By Leanna Sweha
The senate holds an oversight hearing on Cap-and-Trade this week. On the agenda are proposals that would give the program a major overhaul. This includes getting rid of offsets and free allowances, setting rising allowance price floors, and making importers subject to the program.
Yet, with all the zeal to create a Cap-and-Trade 2.0 to get greater emissions reductions and generate stable revenue, something important may have been overlooked.
Maybe Cap-and-Trade hasn’t had a chance to work yet. There are several reasons why this may be.
First, there’s the lawsuits. Cap-and-Trade has survived several legal challenges, each of which put the program in doubt and likely impacted auctions and allowance prices. An appeals court recently upheld a trial court decision in the Chamber of Commerce lawsuit, finding that Cap-and-Trade is not an illegal tax. This lawsuit and other tax challenges will be moot if the legislature reauthorizes Cap-and-Trade by a two-thirds vote.
Second, there’s the free allowances. The state gives a percentage of allowances away free to industry. This helps lower compliance costs, which is important for emissions-intensive, trade-exposed industries at risk of leakage. However, the current rules will shrink the percentage of free allowances over the next few years. This undoubtedly will lead to higher allowance prices, possibly to the point where making emissions reductions may be cheaper than buying allowances for a greater number of sources under the cap.
Third, there’s the complimentary programs that regulate emissions sources under the cap. The Renewable Portfolio Standard, which requires utilities to sell electricity from renewable energy sources, has been credited with keeping allowance prices down. The Low Carbon Fuel Standard, which impacts transportation fuel providers, also has been found to lower allowance prices. But here, too, the rules are getting a lot stricter, so we may see higher credit prices that in turn will impact allowance prices.

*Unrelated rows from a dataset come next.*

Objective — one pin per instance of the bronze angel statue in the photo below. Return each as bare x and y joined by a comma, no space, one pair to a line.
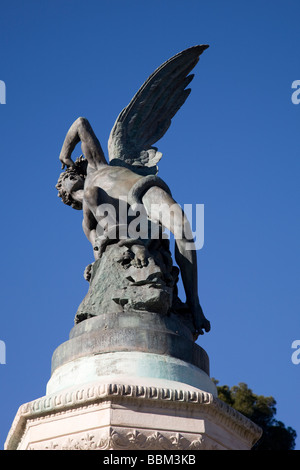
131,272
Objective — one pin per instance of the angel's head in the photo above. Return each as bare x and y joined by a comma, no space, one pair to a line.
71,182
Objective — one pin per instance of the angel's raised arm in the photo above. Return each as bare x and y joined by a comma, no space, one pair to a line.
81,131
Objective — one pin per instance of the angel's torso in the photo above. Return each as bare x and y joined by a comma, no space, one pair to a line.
109,184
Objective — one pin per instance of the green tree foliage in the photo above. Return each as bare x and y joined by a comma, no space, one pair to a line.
261,410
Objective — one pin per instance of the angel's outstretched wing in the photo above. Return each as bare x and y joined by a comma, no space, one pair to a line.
148,116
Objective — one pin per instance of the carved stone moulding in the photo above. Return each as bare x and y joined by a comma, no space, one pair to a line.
116,416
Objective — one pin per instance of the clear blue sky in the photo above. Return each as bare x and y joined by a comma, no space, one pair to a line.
233,147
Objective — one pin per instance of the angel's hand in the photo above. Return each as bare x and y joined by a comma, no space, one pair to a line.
65,162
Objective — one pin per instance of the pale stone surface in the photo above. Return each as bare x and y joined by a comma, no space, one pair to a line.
116,416
129,367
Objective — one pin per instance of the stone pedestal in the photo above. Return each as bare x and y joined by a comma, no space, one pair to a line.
114,416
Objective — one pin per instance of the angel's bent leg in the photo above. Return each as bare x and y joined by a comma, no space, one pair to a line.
81,131
161,208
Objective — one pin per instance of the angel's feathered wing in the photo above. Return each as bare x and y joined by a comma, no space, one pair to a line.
148,116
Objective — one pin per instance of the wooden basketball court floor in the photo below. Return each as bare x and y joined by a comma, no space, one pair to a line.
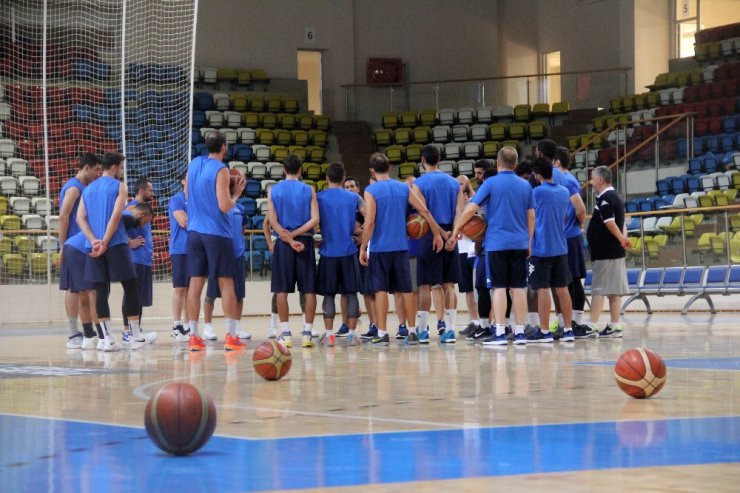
359,418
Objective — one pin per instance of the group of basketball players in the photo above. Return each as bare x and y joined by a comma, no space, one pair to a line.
532,245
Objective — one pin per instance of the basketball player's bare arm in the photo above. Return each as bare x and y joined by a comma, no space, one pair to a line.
419,204
369,227
469,211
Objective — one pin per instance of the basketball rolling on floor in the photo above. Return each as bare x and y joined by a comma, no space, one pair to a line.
361,418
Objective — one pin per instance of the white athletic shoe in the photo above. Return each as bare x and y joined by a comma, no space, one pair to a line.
209,334
75,341
242,334
110,344
90,342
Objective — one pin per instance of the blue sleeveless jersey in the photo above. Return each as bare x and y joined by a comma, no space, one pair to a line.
178,235
337,212
144,254
292,202
73,228
440,192
204,216
391,200
100,200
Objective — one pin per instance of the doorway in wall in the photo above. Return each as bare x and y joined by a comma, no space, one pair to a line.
552,87
309,69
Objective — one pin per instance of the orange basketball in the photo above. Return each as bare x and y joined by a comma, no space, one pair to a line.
272,360
474,228
640,373
416,226
180,418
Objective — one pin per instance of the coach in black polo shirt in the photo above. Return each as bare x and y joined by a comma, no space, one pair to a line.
607,241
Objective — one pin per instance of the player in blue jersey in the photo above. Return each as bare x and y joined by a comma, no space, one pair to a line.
178,245
438,272
548,264
142,253
339,269
231,342
75,305
99,217
385,236
294,212
510,218
210,248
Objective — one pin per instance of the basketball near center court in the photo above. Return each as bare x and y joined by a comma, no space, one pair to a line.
180,418
474,228
416,226
272,360
640,373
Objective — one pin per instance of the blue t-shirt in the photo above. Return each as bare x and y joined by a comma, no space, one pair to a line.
292,202
236,216
440,192
100,200
551,209
508,199
73,227
337,213
572,226
178,235
204,216
391,200
77,241
144,254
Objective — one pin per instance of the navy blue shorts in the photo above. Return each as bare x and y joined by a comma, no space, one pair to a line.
114,265
389,272
72,276
576,258
548,272
213,291
180,277
290,267
466,273
338,275
508,268
210,256
482,276
434,268
144,284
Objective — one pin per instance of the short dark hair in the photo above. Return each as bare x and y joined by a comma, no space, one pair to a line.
547,148
335,173
563,155
379,162
430,155
141,184
485,164
292,163
111,159
542,167
215,141
523,168
89,159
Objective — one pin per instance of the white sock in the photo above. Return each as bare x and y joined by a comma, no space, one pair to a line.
500,329
421,318
193,327
73,326
231,326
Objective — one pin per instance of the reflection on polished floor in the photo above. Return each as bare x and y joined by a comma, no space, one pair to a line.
460,418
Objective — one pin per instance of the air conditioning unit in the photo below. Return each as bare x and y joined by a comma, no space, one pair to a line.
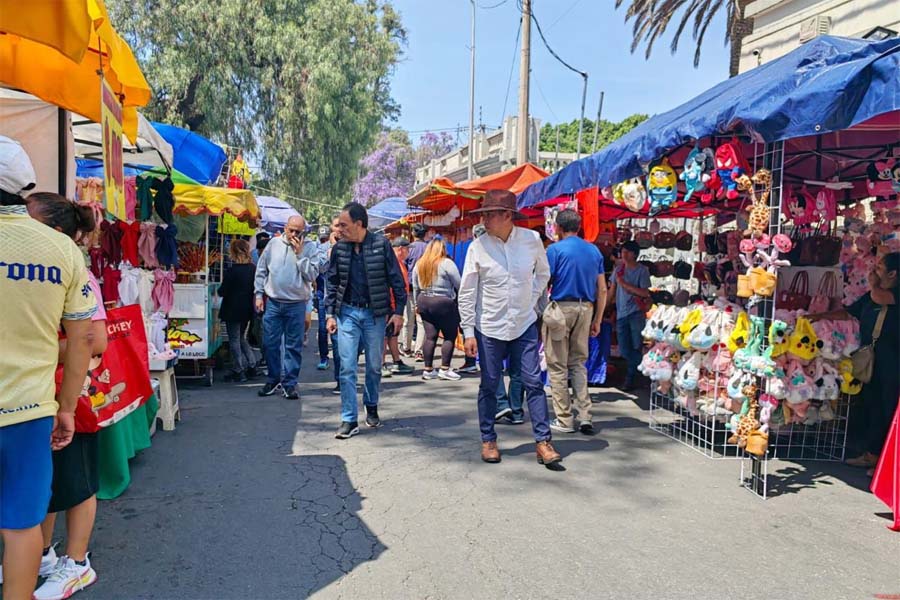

Fourth, and perhaps most importantly, there’s the economy. The Legislative Analyst’s Office reports that greenhouse gas emissions were below the cap from 2013 through 2015, and the recession had a big part in keeping them there.
Ross Brown, a principal analyst at the Legislative Analyst’s Office, was asked at a recent climate change conference if Cap-and-Trade has led to emissions reductions. In his response, he said, “It largely hasn’t been put in a position to have to reduce a lot of emissions, at least in the early years.”
Brown continued, “That’s an important thing to keep in mind as the legislature and the state moves forward to achieve the 2030 goals.” He advised that, with the aggressive 2030 goals, Cap-and-Trade likely would be asked to do a lot more. In light of this, his office has suggested an allowance price ceiling to mitigate risk.